Das Potenzial für Überraschungen

Aus Formel-1-Titelduell Mercedes vs. Ferrari soll ein Mehrkampf werden

Mercedes und Ferrari fahren nicht mehr auf und davon. Die Dominanz dieser beiden Teams soll heuer schrumpfen, hoffte F-1-Boss Chase Carey. Bislang vergebens.
Mercedes und Ferrari fahren nicht mehr auf und davon. Die Dominanz dieser beiden Teams soll heuer schrumpfen, hoffte F-1-Boss Chase Carey. Bislang vergebens. © AFP/Ratnayake

Der Chef der Formel 1 sehnt sich nach Abwechslung. Ins traditionelle Duell Lewis Hamilton gegen Sebastian Vettel sollen sich auf Wunsch von Geschäftsführer Chase Carey in der neuen Saison werden.
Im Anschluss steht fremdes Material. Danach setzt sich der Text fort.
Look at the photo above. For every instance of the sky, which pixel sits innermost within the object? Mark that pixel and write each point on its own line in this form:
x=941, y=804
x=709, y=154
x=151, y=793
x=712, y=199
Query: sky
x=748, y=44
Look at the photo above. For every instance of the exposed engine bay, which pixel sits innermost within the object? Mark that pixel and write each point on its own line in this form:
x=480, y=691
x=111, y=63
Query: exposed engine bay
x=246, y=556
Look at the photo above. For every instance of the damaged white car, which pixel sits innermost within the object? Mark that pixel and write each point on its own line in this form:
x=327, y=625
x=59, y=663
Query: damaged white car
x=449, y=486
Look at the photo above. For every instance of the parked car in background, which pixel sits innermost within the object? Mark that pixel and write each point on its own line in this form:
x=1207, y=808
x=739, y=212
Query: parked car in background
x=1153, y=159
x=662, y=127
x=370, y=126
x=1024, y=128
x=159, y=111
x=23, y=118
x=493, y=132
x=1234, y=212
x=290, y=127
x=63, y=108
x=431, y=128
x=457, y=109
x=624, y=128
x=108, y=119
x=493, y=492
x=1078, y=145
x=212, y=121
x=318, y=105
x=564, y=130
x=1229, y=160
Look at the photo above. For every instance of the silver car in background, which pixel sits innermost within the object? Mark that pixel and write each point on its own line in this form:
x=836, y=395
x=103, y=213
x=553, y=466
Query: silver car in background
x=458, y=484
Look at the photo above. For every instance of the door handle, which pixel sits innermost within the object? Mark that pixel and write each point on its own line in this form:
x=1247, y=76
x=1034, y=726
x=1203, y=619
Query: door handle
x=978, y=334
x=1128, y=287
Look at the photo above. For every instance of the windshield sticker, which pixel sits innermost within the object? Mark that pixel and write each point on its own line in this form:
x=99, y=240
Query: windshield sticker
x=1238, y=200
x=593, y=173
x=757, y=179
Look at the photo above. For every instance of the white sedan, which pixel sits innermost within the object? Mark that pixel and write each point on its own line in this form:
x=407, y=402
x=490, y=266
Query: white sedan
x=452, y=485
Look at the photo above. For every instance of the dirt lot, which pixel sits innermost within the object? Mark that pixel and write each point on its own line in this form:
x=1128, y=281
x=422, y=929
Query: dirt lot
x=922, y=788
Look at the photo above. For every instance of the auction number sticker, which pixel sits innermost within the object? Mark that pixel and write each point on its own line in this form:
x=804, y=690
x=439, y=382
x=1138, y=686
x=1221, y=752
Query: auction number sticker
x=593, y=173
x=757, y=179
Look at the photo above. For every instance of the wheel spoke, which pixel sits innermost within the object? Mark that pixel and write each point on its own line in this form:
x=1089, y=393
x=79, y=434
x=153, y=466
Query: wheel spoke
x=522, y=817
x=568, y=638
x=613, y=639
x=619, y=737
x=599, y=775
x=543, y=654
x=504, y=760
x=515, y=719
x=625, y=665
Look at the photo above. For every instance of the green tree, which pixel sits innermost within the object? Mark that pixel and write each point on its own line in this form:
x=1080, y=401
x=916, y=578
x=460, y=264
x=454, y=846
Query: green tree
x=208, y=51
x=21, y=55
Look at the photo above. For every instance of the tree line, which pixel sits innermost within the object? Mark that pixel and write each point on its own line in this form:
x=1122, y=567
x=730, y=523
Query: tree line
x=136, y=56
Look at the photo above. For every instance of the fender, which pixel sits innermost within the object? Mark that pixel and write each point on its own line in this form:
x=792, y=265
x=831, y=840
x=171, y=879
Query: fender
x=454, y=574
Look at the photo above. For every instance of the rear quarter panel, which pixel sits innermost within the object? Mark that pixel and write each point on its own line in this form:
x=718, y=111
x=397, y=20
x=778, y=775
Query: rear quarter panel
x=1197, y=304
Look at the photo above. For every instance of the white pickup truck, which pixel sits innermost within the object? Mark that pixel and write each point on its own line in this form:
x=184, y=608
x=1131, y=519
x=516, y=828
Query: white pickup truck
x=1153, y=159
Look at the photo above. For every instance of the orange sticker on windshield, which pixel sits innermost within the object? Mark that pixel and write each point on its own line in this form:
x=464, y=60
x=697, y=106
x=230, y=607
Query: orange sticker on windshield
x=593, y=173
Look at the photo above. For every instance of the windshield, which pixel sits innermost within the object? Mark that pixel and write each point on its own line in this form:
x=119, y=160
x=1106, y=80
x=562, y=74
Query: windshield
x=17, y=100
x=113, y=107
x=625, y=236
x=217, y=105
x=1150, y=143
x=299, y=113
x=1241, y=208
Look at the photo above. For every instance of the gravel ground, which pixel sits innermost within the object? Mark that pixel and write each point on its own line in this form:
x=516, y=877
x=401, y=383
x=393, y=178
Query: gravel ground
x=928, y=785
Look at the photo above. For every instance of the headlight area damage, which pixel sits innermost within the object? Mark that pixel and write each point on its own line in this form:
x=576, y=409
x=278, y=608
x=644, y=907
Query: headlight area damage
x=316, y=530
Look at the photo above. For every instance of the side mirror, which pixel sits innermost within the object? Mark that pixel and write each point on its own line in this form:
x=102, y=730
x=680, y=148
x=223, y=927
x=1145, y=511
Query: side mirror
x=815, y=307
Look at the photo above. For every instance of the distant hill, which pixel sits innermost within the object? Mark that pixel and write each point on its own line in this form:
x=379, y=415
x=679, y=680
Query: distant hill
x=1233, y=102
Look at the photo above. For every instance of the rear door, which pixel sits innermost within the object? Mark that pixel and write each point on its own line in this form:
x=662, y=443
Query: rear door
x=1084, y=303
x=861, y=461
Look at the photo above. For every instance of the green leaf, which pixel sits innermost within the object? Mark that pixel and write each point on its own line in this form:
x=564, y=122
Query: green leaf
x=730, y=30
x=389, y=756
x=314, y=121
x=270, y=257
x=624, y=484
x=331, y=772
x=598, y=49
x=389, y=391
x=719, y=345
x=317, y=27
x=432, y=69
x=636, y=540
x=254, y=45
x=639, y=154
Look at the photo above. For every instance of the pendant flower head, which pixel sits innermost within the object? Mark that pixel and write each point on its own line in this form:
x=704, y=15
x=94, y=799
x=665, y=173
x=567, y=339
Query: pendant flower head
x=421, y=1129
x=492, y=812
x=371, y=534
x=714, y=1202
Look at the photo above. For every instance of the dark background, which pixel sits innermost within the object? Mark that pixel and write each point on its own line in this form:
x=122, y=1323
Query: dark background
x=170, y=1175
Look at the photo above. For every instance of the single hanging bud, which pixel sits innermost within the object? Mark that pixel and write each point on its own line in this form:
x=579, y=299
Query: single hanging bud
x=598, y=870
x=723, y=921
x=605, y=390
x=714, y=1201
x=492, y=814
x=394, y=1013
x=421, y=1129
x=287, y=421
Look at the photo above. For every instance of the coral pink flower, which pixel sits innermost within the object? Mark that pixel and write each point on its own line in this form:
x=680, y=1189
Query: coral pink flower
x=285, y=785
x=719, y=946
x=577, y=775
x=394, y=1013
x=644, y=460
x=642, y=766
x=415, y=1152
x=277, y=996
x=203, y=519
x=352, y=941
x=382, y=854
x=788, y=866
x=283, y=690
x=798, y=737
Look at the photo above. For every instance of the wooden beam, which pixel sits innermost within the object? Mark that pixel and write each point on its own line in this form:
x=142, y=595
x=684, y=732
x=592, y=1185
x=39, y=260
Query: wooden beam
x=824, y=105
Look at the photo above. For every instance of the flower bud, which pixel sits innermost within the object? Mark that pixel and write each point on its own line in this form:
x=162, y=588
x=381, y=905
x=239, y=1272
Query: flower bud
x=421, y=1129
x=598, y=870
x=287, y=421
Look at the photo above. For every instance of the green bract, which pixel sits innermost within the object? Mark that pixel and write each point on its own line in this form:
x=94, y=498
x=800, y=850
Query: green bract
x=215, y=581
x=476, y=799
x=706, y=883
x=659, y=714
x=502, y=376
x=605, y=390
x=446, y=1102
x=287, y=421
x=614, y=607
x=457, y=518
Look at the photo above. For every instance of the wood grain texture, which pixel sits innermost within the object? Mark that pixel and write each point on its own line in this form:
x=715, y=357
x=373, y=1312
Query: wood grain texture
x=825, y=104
„Wir sehen hoffentlich ein paar Überraschungen. Das Potenzial ist da“, meinte der US-Amerikaner vor dem Auftaktrennen am Sonntag (6.10, live ORF eins, RTL und Sky) in Melbourne.

Fliegender Holländer

Die Liste der Kandidaten dafür wird von Max Verstappen (Red Bull Racing) angeführt. Der „fliegende Holländer“ will künftig seine Emotionen auf der Strecke besser kontrollieren, im Vorjahr hatte „Mad Max“ mit seiner rücksichtslosen Fahrweise mehrfach für Aufregung gesorgt. Heuer will er mit seinem Talent aufzeigen. „Ich bin sicher, dass ich es mit Lewis und Seb aufnehmen kann“, schlüpfte der Red-Bull-Fahrer bereitwillig in die Rolle als erster Herausforderer des Duos.

Diese könnte ihm Valtteri Bottas (Mercedes-AMG) streitig machen. Für den jungen Finnen geht es in diesem Jahr um einen künftigen Arbeitsplatz bei Mercedes, das dürfte Motivation genug sein. Im Vorjahr rutschte Bottas in ein Formtief, dieses scheint der 29-Jährige überwunden zu haben, auch dank Wintereinsätzen im Rallye-Auto. „Er hat die Freude am Rennfahren wieder entdeckt. Ich erwarte, dass wir den bisher schnellsten Bottas sehen“, versprach Mercedes-Teamchef „Toto“ Wolff.

Heißes Eisen im Formel-1-Feuer ist auch Charles Leclerc. Der Neuzugang bei Ferrari hat die Fahrer-Akademie der Scuderia durchlaufen und soll Vettel Druck machen, den Deutschen endlich zum Fahrer-WM-Titel treiben. Der 21-jährige Monegasse strotzt jedenfalls vor Selbstvertrauen. „Ich will mich in eine Situation bringen, in der sich die Frage nach Stallorder gar nicht erst stellt“, trompetete Leclerc vor Saisonstart.

Umstieg als Abstieg

Der Routinier Daniel Ricciardo (Renault) war es satt, im Cockpit des unterlegenen Red-Bull-Rennwagens nur hinterher zu fahren. Sein Wechsel zu Renault war mutig, dass die Franzosen dem Australier ein Siegerauto in die Box stellen, darf bezweifelt werden. Der Rückstand auf die Spitzenteams Mercedes und Ferrari scheint weiter beträchtlich. „Wir kennen unser Ziel und lassen uns nicht verrückt machen“, wollte Ricciardo seinen Umstieg nicht als Abstieg sehen.

Saisonhöhepunkte werden auch „Herrenfahrer“ Kimi Räikkönen (FIN) zugetraut, der 39-Jährige Ex-Weltmeister fährt zwei Jahre für Alfa Romeo in der Formel 1.

Die ersten Trainingseinheiten in Melbourne dominierte das Weltmeister-Team. Lewis Hamilton markierte im Mercede-AMG in beiden Umläufen Bestzeit, Zweitschnellster war Teamkollege Bottas. Die Konkurrenz war mehr als acht Zehntel langsamer.